WORD OFF

てきもさるものくもの

意味
相手もなかなかの実力者であると認める言葉。

用例

相手の力量を見直したり、油断していた自分を戒めたりするときに使われます。とくに、勝負ごとや交渉、知恵比べの場面で相手の技量に感心する際に用いられます。

この表現は、相手の能力を高く評価することで、単なる驚きや敗北感を和らげつつ、敬意や悔しさをこめた言い回しとして使われます。

注意点

「敵もさるもの引っ掻くもの」は、相手を評価する表現ですが、皮肉や驚きが込められている場合もあります。文脈によっては悔しさや焦りがにじむため、完全な賞賛の言葉というわけではありません。

また、日常会話では「敵もさるもの」という短縮形で使われることも多く、後半の「引っ掻くもの」は省略されがちです。ただし、ことわざとしての原形は「引っ掻くもの」まで含まれており、そこに「油断すれば逆にやられる」という含意がある点は理解しておく必要があります。

相手を「敵」と呼ぶ表現でもあるため、冗談や軽口の場面を除いて、目上の人物や立場の異なる相手には注意して使うべきでしょう。

背景

「敵もさるもの引っ掻くもの」は、戦いや勝負において相手が想像以上に手強く、計略や技量を備えていたと気づいたときに使われる表現です。この言い回しは、もともと武芸や勝負事を題材とする江戸時代の読み物や落語などで見られたもので、当時の市井の人々の言語感覚や遊び心が色濃く反映されています。

「さるもの(去る者)」は古語の「然る者」に通じ、「それなりの者」や「なかなかやる者」という意味で使われます。一方「引っ掻くもの」は、「引っ掻く」という単語が持つ攻撃性をもって、「ただの相手ではなく反撃してくる手強い存在」を示しています。つまり、「さすが敵だ、反撃もしてくる」という意味がこの言葉には込められているのです。

このことわざは、対戦相手を一方的に侮ることなく、相手の腕前や策略を認める懐の深さも感じさせます。その点で、日本的な「負けても相手を立てる」「敵ながらあっぱれ」という価値観と親和性が高いと言えるでしょう。

また、この表現は単なる勝負だけでなく、ビジネスや交渉、討論の場面など、広く「知恵比べ」や「駆け引き」にも使われるようになりました。
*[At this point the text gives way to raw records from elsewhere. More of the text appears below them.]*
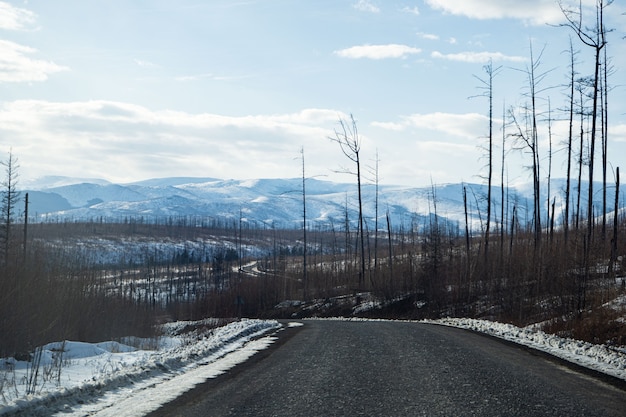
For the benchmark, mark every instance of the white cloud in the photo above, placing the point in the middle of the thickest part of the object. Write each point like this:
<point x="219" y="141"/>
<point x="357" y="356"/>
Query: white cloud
<point x="16" y="66"/>
<point x="536" y="12"/>
<point x="366" y="6"/>
<point x="145" y="64"/>
<point x="125" y="142"/>
<point x="378" y="51"/>
<point x="428" y="36"/>
<point x="478" y="57"/>
<point x="468" y="125"/>
<point x="14" y="18"/>
<point x="412" y="10"/>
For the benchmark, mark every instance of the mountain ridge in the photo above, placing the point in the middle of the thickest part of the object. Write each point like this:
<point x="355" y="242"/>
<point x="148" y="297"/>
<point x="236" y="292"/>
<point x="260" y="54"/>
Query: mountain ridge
<point x="273" y="202"/>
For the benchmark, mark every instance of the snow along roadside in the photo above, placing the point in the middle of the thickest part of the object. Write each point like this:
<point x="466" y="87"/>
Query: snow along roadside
<point x="133" y="378"/>
<point x="602" y="358"/>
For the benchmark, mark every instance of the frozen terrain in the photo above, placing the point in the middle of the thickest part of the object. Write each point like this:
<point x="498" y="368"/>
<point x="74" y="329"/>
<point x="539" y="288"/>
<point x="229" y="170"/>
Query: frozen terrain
<point x="115" y="379"/>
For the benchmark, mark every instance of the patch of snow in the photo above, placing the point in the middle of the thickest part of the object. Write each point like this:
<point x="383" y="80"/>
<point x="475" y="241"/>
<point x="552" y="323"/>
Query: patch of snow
<point x="79" y="378"/>
<point x="601" y="358"/>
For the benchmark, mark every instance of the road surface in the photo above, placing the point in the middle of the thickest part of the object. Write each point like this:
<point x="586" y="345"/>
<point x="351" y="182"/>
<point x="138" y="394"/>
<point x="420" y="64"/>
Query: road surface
<point x="339" y="368"/>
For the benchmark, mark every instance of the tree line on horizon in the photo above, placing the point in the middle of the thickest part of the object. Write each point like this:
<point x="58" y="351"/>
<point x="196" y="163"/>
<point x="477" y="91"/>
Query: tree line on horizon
<point x="559" y="271"/>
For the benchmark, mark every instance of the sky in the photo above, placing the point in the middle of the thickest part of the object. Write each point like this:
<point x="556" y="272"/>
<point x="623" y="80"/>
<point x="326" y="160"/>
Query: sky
<point x="127" y="90"/>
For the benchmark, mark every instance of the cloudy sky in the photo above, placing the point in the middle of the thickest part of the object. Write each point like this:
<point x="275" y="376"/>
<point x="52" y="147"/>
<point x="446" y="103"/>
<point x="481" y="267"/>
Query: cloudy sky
<point x="127" y="90"/>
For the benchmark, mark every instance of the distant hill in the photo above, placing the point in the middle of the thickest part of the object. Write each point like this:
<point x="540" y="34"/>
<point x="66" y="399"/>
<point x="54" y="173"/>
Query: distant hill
<point x="276" y="202"/>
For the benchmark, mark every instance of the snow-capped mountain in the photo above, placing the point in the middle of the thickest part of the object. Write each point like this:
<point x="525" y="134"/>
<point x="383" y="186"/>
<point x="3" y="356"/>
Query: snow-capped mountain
<point x="275" y="202"/>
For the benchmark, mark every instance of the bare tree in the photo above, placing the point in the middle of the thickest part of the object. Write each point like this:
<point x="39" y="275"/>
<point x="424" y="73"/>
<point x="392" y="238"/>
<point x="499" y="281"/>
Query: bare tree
<point x="304" y="250"/>
<point x="595" y="38"/>
<point x="10" y="198"/>
<point x="347" y="136"/>
<point x="487" y="86"/>
<point x="570" y="137"/>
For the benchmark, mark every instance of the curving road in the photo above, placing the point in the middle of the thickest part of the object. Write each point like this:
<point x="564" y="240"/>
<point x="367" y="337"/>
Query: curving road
<point x="338" y="368"/>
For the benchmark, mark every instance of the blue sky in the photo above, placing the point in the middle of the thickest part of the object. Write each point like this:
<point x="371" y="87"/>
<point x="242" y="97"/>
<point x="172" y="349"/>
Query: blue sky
<point x="129" y="90"/>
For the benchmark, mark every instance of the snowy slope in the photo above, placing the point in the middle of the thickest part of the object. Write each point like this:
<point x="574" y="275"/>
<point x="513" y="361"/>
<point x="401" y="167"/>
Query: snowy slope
<point x="111" y="379"/>
<point x="116" y="379"/>
<point x="278" y="202"/>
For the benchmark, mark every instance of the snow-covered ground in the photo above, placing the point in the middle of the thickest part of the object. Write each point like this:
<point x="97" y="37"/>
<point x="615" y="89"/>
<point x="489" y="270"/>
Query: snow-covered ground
<point x="114" y="379"/>
<point x="606" y="359"/>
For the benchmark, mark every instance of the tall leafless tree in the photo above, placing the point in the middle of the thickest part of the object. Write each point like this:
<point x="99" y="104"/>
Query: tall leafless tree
<point x="595" y="38"/>
<point x="487" y="86"/>
<point x="347" y="136"/>
<point x="10" y="198"/>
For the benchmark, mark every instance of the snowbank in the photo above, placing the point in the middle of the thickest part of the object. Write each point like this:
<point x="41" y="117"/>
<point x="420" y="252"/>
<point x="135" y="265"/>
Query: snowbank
<point x="602" y="358"/>
<point x="83" y="378"/>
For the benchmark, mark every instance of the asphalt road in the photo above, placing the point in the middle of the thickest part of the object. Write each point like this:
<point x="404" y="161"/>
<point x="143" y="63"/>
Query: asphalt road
<point x="336" y="368"/>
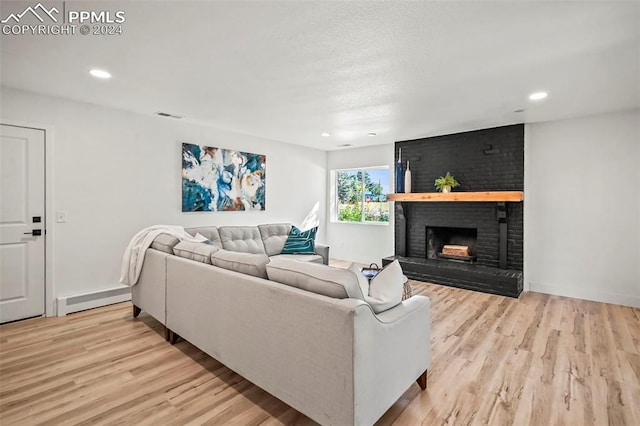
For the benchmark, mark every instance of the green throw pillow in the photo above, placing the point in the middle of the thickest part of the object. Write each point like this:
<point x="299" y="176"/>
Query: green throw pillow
<point x="300" y="242"/>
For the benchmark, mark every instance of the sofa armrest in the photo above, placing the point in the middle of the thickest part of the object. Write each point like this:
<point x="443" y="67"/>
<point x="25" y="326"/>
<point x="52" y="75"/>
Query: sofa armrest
<point x="391" y="351"/>
<point x="323" y="251"/>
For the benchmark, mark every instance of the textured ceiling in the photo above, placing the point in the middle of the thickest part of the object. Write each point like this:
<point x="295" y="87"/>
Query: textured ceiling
<point x="289" y="71"/>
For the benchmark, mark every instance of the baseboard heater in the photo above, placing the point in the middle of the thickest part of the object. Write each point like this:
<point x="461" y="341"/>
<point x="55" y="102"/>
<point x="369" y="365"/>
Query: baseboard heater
<point x="82" y="302"/>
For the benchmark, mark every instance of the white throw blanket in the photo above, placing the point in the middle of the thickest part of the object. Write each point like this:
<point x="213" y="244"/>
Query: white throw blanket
<point x="134" y="254"/>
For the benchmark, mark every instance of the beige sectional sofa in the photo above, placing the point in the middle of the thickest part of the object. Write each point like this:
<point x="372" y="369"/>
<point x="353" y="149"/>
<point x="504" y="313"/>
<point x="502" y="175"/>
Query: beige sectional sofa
<point x="310" y="340"/>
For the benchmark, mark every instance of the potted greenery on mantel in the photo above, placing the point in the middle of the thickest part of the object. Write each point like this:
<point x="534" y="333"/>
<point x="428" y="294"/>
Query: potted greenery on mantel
<point x="445" y="183"/>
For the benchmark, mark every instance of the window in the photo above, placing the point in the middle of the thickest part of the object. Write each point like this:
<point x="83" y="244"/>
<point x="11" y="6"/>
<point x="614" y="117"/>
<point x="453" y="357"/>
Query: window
<point x="361" y="195"/>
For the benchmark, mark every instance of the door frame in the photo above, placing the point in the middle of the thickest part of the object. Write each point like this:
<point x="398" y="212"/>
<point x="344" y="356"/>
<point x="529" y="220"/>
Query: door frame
<point x="49" y="299"/>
現代でも、策略に富んだ人物に対して、「やられたが見事だった」と述懐する際に好んで用いられています。

言葉の構成自体にも洒落が含まれており、堅苦しさを抑えつつ含蓄をもたせることができるため、物語や時代劇の中でも印象的な決まり文句として親しまれてきました。

まとめ

「敵もさるもの引っ掻くもの」ということわざは、予想以上に手強かった相手に対する驚きや敬意、悔しさを含んだ評価の表現です。勝負や知恵比べ、競争の場面でよく使われ、ただの敗北ではなく、相手の力量を認める姿勢を含んでいます。

この言葉は、相手を敵と呼びながらも、その力量に対する認識と評価を内包しており、ただの皮肉ではなく、文化的に培われた「相手を立てる」精神の表れでもあります。特に、油断していた自分への自戒として使う場合において、その教訓的な価値が際立ちます。

また、言葉の語感や韻律の面でも親しみやすく、堅苦しくならずに感情や評価を伝えることができるため、日常会話や文章表現において今も有効に機能しています。

油断は禁物、相手を甘く見てはいけないという戒めとして、「敵もさるもの引っ掻くもの」は、今もなお多くの場面で説得力あることわざとして使われています。